L’affaire qui secoue les caisses de pension

Scandale Les caisses membresde la Fondation Hypotheka sontles victimesd’une escroquerie

Les pertes pourraient atteindre des dizaines de millions de francs

Des caisses de pension romandes qui se font rouler par un ancien vendeur de voitures d’occasion et un ancien éleveur de cochons en Suisse alémanique. Des escrocs présumés qui, aidés de pseudo-experts immobiliers, détournent 100 millions de francs et achètent des voitures de sport par dizaines.

«L’affaire Hypotheka» secoue le monde feutré de la prévoyance depuis un an déjà. Si certains évoquent un nouveau scandale BCGE avec des centaines de millions de pertes potentielles pour les assurés, d’autres dédramatisent, rappelant que les risques ont été pris sur un marché immobilier qui n’a cessé de progresser au fil des années. Un point existe néanmoins sur lequel tout le monde s’accorde: cette nouvelle affaire juridico-financière est d’une ampleur hors du commun.

Tout commence en septembre 2013. La Fondation Hypotheka, qui sert d’intermédiaire financier pour des caisses de pension souhaitant investir dans la pierre, est alertée par un groupe de débiteurs suisses alémaniques: le prêt qu’il s’est vu allouer par cette dernière ne correspond pas à l’estimation du bien immobilier pour lequel il l’a souscrit. C’est écrit noir sur blanc, dit-il, il aurait dû recevoir davantage d’argent.

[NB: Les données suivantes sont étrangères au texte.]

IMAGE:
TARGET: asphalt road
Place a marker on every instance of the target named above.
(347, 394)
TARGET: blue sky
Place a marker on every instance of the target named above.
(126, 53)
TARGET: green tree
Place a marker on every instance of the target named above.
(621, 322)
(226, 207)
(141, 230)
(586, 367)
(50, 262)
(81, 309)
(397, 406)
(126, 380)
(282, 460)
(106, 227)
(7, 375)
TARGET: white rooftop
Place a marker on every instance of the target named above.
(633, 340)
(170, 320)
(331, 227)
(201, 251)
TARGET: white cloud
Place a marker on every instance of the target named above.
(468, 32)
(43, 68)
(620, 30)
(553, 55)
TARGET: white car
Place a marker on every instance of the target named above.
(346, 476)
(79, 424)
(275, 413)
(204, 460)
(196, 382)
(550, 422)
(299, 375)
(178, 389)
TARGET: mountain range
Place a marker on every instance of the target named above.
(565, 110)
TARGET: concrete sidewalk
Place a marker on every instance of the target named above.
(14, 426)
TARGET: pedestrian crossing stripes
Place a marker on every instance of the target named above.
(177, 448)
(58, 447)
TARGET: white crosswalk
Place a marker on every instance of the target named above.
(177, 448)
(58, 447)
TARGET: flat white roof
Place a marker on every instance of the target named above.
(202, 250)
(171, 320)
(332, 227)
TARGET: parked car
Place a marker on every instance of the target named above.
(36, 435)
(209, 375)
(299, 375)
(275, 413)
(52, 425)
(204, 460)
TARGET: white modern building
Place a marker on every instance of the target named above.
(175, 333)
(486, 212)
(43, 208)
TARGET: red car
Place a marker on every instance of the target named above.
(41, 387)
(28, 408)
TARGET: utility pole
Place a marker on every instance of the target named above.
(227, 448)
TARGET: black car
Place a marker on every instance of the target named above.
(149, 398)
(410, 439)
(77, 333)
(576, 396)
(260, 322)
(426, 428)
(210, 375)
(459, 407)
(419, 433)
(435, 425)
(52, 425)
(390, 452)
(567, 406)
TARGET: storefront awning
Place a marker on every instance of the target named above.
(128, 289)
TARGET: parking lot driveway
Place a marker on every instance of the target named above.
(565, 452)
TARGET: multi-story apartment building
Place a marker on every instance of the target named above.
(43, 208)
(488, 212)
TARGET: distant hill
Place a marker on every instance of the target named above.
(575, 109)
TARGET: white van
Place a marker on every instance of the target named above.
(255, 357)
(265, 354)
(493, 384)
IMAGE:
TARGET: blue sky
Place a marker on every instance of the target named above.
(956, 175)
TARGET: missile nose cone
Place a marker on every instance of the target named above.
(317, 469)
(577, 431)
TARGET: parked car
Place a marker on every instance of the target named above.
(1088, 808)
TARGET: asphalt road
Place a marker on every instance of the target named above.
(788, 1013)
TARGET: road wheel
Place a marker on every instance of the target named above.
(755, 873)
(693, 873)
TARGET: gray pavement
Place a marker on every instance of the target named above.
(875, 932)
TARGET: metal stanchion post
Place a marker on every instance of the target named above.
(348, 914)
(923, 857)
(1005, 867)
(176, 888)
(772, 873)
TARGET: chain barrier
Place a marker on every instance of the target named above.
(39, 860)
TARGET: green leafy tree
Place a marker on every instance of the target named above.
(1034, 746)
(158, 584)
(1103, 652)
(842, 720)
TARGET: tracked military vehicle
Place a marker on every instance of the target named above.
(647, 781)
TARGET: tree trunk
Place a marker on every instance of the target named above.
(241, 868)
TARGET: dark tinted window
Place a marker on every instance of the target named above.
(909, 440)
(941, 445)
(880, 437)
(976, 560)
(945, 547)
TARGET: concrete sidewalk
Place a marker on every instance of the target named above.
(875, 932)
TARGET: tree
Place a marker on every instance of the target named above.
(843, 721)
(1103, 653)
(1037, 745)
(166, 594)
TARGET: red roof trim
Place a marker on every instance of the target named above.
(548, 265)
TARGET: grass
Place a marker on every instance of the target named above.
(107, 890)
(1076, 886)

Le conseil de fondation est alerté. Les médias aussi. L’onde de choc peut se répandre, d’autant que la fondation bénéficie d’une très bonne réputation dans le milieu. Créée au début des années 1990, elle compte une centaine de membres à la fin de 2013 pour des prêts s’élevant à quelque 1,3 milliard de francs.

Le conseil de fondation manda­te alors PricewaterhouseCoopers (PwC) pour auditer Hypotheka SA (devenue entre-temps Hypco Management SA), la société censée vérifier la solvabilité des débiteurs et procéder à l’estimation des immeubles pour le compte de la fondation. Les premiers résultats du cabinet d’audit, présentés début novembre, sont sans appel: «surfinancement», «graves manquements» et «liens croisés entre plusieurs débiteurs et des experts immobiliers» sont constatés. La SA se retrouve au cœur du scandale.

L’annonce fait alors l’effet d’une bombe. Les caisses de pension craignent pour leur argent. Et celui de leurs assurés. Très vite, la presse évoque un dommage de 60 millions pour les institutions de prévoyance. Puis 100 et enfin 145 millions. «L’ambiance était digne d’un enterrement», se souvient une personne présente lors d’une première assemblée générale extraordinaire réunissant les membres de la fondation.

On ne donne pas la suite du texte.